City Shaper: Morgan Jones

Having worked on huge developments and portfolios for some of Australia’s largest property firms, Veros Managing Director and Property Council Central Region Chair Morgan Jones says providing homes, offices, and public infrastructure in New Zealand is extremely rewarding.

“I’m a Kiwi, so watching projects delivered where I’m from, where my kids are growing up is more deeply rewarding.”

A decade after arriving home and joining Bay of Plenty and Waikato-based Veros, he says his kids are also proud of some of those projects.

They are six, nine and eleven and the things that they think are the coolest are a playground or a library. Something that they can go and see, touch and feel, and it can be the smallest projects.”

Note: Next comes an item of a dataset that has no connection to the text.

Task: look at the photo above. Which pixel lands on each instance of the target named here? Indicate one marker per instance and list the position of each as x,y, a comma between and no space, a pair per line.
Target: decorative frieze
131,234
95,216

Veros specialises in advising on and managing projects for the provincial parts of the country.
Morgan says regional property development is particularly rewarding. A comparatively small housing project can make a “big difference” in addressing the housing and affordability issues for a town and open new opportunities for the surrounding community.

“If you do a $50 million project in downtown Auckland, nobody really notices it. If you do a $50 million project in the provinces, it can be transformative for the region.”

“You get instant rewards and benefits from the projects that we work on.”

Regional property market dynamics have different demand curves and market values, challenges and priorities compared with larger cities.

“Our team is really good at working in that environment, and really enjoy it.”

Morgan began his career in Auckland after finishing a Master of Science in Geography and and Resource Management.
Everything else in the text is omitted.